Так, в размышлениях прошло много времени, два часа, определила она, взглянув на табло мобильника. Наконец, на исходе третьего, её вызвали в смотровой кабинет.
- Пока в офтальмологию, - сказал врач, молодой мужик, осмотрев и ощупав её грудь, спину, живот, посмотрев в глаза.
Всю неделю она провела в палате на шесть человек. Бабьи разговоры, перемежаемые откровенным матом, доводили её до внутреннего кипения. Сор ненужных слов шелестел в голове прошлогодней грязной листвой. Иногда, не в силах больше терпеть, она вставала и выходила в коридор. Длинный пролёт, насквозь пропитанный казёнными запахами лекарств, человеческих тел, кухни, наводил серую беспросветную скуку. Её навещали подруги, но ему она позвонила только в конце недели перед самой выпиской.
- Не надо приходить, - сказала она, - вам здесь не место. Я позвоню, когда вернусь домой.
Он немного обиделся, но потом решил, что так даже лучше.

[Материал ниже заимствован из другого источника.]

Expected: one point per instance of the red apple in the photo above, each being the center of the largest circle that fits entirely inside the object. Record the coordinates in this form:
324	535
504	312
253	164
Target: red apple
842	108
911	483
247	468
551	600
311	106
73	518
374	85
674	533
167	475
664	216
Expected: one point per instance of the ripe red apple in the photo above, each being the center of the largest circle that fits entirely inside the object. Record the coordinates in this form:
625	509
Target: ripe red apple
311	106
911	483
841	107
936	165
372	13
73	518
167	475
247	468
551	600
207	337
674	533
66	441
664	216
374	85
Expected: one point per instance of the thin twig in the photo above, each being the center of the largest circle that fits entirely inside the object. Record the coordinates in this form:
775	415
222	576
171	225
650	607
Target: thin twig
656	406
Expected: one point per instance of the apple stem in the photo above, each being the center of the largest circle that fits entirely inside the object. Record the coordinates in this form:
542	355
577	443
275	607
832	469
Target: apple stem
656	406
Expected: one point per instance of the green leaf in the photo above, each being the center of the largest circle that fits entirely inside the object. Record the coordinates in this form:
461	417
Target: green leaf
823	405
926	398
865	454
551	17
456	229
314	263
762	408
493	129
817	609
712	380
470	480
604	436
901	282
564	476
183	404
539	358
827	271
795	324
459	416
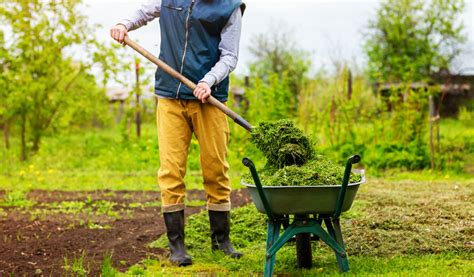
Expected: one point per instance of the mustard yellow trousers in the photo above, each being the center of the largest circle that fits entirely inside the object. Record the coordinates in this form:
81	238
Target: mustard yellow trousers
177	120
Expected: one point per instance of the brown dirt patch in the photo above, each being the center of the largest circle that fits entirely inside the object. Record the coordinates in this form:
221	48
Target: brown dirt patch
32	244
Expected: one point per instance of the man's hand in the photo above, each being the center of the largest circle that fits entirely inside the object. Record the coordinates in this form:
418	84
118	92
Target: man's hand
118	32
202	91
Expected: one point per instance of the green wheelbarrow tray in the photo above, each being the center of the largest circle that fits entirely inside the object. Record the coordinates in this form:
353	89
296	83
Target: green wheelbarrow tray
300	200
301	211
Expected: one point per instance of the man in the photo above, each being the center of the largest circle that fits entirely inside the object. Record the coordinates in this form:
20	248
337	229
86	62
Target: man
200	39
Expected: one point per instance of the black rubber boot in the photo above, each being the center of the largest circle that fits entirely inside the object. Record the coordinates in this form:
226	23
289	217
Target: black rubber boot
220	230
175	231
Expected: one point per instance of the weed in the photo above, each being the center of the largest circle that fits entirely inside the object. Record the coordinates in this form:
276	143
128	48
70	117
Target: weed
107	268
16	198
77	268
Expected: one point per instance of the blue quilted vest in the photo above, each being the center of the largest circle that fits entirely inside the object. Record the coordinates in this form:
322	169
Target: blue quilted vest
190	37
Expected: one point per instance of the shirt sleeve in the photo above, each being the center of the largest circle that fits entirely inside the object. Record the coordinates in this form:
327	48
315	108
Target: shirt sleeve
146	13
229	47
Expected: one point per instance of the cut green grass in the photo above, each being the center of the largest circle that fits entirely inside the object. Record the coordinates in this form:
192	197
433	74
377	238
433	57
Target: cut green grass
393	228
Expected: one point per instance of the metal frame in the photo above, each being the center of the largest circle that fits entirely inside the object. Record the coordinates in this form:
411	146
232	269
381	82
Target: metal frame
304	224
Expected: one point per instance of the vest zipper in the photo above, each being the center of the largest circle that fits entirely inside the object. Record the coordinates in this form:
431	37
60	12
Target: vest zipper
185	45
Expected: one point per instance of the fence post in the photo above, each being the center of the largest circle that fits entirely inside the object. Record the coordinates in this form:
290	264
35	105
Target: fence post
432	118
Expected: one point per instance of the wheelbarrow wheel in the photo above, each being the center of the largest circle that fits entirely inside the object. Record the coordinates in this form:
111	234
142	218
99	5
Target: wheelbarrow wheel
303	250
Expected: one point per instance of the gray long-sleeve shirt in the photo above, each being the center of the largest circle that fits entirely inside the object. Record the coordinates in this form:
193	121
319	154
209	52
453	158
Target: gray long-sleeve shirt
229	45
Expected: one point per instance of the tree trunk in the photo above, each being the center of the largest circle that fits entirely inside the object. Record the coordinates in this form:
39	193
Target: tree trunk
6	134
24	151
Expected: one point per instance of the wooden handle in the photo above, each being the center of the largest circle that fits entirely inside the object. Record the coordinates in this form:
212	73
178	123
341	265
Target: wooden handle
175	74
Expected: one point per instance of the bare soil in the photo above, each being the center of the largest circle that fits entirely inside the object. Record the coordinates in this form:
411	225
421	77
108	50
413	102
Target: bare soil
36	240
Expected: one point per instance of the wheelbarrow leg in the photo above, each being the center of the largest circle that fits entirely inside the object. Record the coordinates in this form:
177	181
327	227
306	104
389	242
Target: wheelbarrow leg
273	231
334	229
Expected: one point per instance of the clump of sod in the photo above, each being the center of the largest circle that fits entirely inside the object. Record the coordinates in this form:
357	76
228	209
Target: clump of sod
282	143
291	158
319	171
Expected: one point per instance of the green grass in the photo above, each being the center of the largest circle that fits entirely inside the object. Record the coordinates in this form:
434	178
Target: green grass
393	228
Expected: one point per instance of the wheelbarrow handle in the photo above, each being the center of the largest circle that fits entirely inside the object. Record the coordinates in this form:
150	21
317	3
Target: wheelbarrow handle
248	163
345	182
175	74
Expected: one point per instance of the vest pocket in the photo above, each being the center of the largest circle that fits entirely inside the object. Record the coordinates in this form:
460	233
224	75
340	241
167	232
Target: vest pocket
172	7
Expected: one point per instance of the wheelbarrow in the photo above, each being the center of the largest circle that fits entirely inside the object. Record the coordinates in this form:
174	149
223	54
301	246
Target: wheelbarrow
301	210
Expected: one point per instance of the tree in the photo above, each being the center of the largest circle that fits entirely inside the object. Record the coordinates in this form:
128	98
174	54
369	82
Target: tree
43	87
276	53
410	40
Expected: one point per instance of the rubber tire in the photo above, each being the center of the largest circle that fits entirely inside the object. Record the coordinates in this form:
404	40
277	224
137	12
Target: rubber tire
304	255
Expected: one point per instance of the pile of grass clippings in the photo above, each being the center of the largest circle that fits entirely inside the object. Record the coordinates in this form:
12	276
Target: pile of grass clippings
291	158
282	143
319	171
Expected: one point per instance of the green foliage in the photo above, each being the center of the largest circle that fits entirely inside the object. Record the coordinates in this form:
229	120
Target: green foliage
410	40
282	143
16	198
76	267
44	89
107	269
385	232
319	171
276	53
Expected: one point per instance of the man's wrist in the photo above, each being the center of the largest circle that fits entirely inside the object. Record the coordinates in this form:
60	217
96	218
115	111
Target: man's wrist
209	80
126	24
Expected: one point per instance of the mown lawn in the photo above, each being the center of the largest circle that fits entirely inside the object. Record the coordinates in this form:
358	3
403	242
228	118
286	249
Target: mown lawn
402	223
393	228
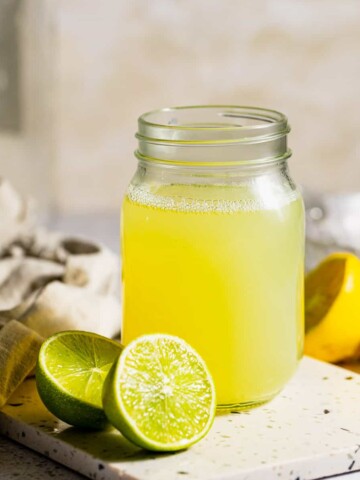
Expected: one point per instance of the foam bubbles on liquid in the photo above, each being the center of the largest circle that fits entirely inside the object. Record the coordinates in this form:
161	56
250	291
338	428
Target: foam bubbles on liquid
143	195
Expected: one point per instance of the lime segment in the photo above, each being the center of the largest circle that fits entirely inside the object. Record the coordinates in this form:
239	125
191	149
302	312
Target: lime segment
160	394
71	370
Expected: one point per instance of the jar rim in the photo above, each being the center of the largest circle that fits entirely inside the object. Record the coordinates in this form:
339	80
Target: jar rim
212	124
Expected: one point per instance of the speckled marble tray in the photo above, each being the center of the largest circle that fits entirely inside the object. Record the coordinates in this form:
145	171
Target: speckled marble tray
310	431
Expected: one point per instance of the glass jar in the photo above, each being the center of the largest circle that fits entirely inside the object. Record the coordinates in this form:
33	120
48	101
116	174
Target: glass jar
213	245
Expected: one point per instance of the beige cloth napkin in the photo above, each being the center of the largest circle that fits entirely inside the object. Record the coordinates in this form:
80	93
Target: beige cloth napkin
48	283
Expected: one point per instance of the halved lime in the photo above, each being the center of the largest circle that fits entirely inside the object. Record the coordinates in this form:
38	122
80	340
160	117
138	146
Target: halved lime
70	373
160	394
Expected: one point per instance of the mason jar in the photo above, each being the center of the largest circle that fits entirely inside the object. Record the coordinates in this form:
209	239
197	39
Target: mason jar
213	245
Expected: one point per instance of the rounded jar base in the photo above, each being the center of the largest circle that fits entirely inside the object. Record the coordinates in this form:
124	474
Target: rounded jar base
238	407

- А что сказали врачи? - спросил он.
- Ничего определённого. Накачали уколами, боль в ноге утихла. Но со зрением то же, что и было.

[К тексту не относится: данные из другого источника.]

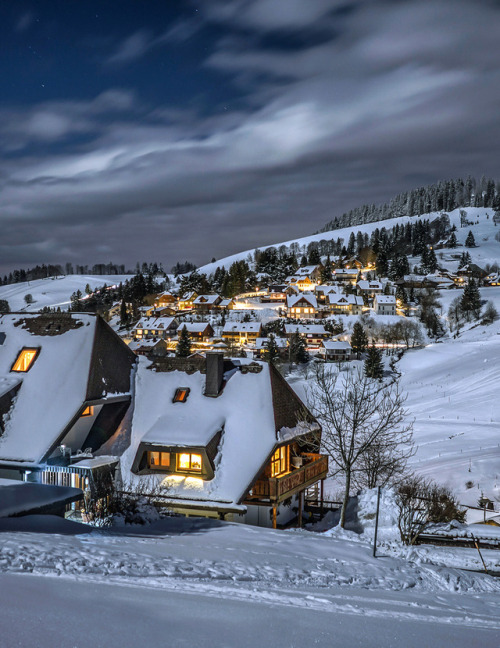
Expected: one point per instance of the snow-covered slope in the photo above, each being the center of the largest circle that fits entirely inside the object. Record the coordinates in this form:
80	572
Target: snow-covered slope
54	291
484	231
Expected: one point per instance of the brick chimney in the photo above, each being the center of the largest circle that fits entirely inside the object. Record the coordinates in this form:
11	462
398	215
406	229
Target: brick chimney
215	374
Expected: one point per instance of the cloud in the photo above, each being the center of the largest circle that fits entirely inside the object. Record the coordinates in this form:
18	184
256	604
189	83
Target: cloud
397	94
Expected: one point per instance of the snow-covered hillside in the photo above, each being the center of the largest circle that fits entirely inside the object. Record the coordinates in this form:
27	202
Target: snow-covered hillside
483	228
54	291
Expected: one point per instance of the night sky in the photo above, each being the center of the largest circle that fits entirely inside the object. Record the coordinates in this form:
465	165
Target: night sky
164	130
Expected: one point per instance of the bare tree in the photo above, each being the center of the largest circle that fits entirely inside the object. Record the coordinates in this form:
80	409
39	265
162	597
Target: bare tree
365	426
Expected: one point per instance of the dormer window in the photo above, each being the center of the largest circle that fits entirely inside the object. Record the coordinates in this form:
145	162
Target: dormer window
189	461
181	394
25	360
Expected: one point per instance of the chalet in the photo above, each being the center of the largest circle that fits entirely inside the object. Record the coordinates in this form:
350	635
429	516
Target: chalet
149	346
155	327
231	440
346	275
313	334
336	351
322	292
186	301
304	305
261	346
345	304
275	294
241	332
384	304
197	331
64	389
206	303
369	288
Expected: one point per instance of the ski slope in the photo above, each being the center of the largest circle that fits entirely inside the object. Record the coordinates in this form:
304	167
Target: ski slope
53	291
483	228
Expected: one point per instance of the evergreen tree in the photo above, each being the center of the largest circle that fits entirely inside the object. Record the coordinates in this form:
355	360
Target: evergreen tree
359	340
297	349
374	367
271	353
470	304
183	349
123	314
470	241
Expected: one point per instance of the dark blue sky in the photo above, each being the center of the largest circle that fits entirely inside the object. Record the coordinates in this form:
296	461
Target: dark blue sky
168	130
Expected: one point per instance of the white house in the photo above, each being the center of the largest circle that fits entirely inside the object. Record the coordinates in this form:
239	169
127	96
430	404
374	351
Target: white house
384	304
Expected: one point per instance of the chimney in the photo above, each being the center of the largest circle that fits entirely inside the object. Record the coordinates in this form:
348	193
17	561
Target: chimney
215	374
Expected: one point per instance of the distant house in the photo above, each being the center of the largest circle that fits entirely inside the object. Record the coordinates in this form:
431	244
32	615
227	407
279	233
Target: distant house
206	303
149	346
186	301
155	327
369	288
64	389
241	332
197	331
261	346
384	304
304	305
346	275
313	334
231	440
336	351
339	304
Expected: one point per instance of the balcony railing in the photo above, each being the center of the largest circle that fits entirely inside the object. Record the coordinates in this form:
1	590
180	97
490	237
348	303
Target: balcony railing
279	488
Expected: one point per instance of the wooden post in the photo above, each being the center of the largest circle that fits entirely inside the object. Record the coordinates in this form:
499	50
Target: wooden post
322	497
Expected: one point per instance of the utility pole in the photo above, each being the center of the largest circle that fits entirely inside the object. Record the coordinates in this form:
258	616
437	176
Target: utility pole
376	524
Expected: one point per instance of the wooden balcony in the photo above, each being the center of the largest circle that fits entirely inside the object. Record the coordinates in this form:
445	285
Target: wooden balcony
276	489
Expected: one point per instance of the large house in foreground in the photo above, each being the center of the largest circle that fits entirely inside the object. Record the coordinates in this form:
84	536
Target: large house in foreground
229	440
64	390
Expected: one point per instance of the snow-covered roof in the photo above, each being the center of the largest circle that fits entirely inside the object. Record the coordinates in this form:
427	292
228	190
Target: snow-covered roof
305	329
154	323
345	300
193	327
292	300
51	391
242	327
334	345
386	299
243	412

Он был занят. Писалось хорошо и обильно. «Болдинская осень», - пошутила одна из знакомых. Да, и, правда, рассказы, наброски, странички из дневников шли одни за другими. Постепенно складывался корпус новой книги. О ней он как бы призабыл. Даже номер её телефона вспомнил не сразу. А когда позвонил, снова наткнулся на длинные гудки.
Желание слышать её голос становилось острее.
В девять утра на следующий день он повторил попытку. Она сразу сняла трубку.
- Я уже стал забывать звук вашего голоса, - сказал он.
- Неудивительно.
- Как дела?
- Всё так же. Я зашла на вашу страничку, но читать долго не могла. Как только будет лучше, почитаю всё. Вы много написали за это время.
- Да, знаете, всё неплохо складывается.
- Иду в поликлинику, - сказала она. - Спешу. Я обязательно позвоню. Я Вас помню, люблю…
Он стал ждать. Странное дело, «болдинская осень» как-то сразу закончилась. Музыка слов умолкла. Словно препятствие стало на пути. Прошёл день, другой, третий. Он прислушивался к себе, к молчащему телефону. Садился к письменному столу, но всё в его душе молчало.
Наконец, на своей авторской странице он увидел её сообщение. Как и прежде, умное и тонкое, о каком только может мечтать каждый автор.
И внутри его снова заиграла тихая музыка.